Quand Marguerite se sentit un peu reposée, elle pensa que son chapeau devait être tout de travers sur sa tête ; elle s’était heurtée à la capote de la calèche en descendant si maladroitement ! Elle se regarda dans la glace, sourit, et vit que la paille de son chapeau était tout à fait cassée : ces maudites pailles de riz n’en font pas d’autres ! Elle ôta vite son chapeau pour le rétablir dans sa forme régulière ; mais, en l’ôtant, elle défit son peigne, et ses lourds cheveux tombèrent par flots sur ses épaules.

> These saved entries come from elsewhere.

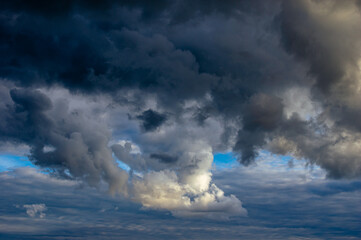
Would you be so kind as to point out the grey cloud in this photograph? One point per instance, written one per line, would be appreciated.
(165, 158)
(151, 119)
(209, 77)
(78, 145)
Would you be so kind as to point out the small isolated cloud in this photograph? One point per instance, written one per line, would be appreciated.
(35, 210)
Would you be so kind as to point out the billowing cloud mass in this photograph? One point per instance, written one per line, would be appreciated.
(139, 95)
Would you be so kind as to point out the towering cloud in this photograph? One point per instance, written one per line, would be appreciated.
(161, 86)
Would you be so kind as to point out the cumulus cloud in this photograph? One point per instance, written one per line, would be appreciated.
(35, 210)
(84, 85)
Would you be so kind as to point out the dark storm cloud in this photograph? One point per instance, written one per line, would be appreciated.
(317, 209)
(165, 158)
(151, 120)
(235, 59)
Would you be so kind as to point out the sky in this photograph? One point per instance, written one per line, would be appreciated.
(180, 119)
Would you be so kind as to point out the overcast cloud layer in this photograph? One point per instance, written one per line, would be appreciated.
(139, 95)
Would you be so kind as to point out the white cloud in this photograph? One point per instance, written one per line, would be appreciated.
(35, 210)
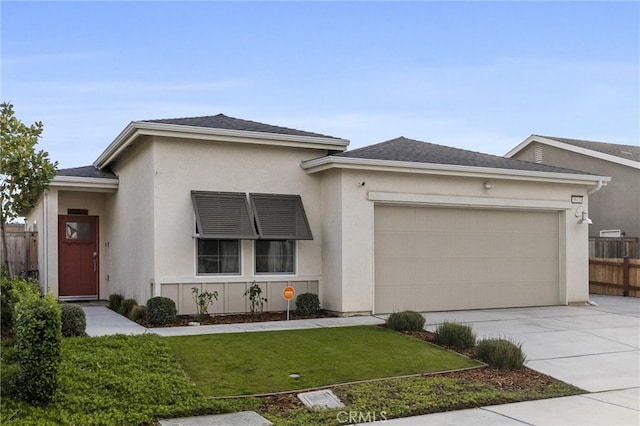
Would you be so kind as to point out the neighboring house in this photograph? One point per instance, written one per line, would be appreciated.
(616, 206)
(218, 203)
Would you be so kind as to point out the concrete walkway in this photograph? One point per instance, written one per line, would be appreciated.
(596, 348)
(102, 321)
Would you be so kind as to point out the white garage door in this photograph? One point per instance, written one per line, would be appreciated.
(433, 259)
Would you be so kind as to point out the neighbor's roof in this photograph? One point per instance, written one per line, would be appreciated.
(628, 152)
(404, 153)
(404, 149)
(628, 155)
(219, 128)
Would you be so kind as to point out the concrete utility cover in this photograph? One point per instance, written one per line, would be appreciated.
(243, 418)
(320, 399)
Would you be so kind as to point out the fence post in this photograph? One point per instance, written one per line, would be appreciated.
(625, 277)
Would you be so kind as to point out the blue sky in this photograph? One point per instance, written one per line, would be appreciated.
(473, 75)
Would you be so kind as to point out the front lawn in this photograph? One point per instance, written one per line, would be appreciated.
(133, 380)
(114, 380)
(255, 363)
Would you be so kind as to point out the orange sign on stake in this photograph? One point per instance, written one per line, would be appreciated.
(288, 293)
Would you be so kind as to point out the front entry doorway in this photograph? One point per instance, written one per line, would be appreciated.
(78, 257)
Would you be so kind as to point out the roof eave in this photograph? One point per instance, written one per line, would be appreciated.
(325, 163)
(138, 128)
(572, 148)
(88, 183)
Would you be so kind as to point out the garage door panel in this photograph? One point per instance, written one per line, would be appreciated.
(444, 259)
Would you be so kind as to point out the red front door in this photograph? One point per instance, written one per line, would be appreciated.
(78, 257)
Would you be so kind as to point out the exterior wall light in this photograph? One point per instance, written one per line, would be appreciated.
(582, 214)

Elle ne put retenir un mouvement d’impatience en voyant qu’il lui fallait se recoiffer complètement. Pour relever ses cheveux, il lui fallut aussi ôter son manteau ; c’était toute une toilette à refaire. Elle se hâta, pour l’avoir terminée avant l’arrivée de la duchesse. Comme elle était debout devant la cheminée, rassemblant avec effort dans sa petite main la masse de ses cheveux… tout à coup elle s’arrêta et poussa un cri… elle avait aperçu dans la glace deux grands yeux qui la regardaient. Elle se retourna effrayée, mais elle ne vit personne dans le salon. Comment expliquer ce mystère ? En face de la cheminée était une grande glace sans tain qui donnait sur la salle de billard ; sans doute quelqu’un avait traversé cette salle et avait regardé Marguerite en passant. « C’est peut-être le duc de Bellegarde ? pensa-t-elle. Non, il serait venu vers moi ; et d’ailleurs le duc n’a pas ces yeux-là… »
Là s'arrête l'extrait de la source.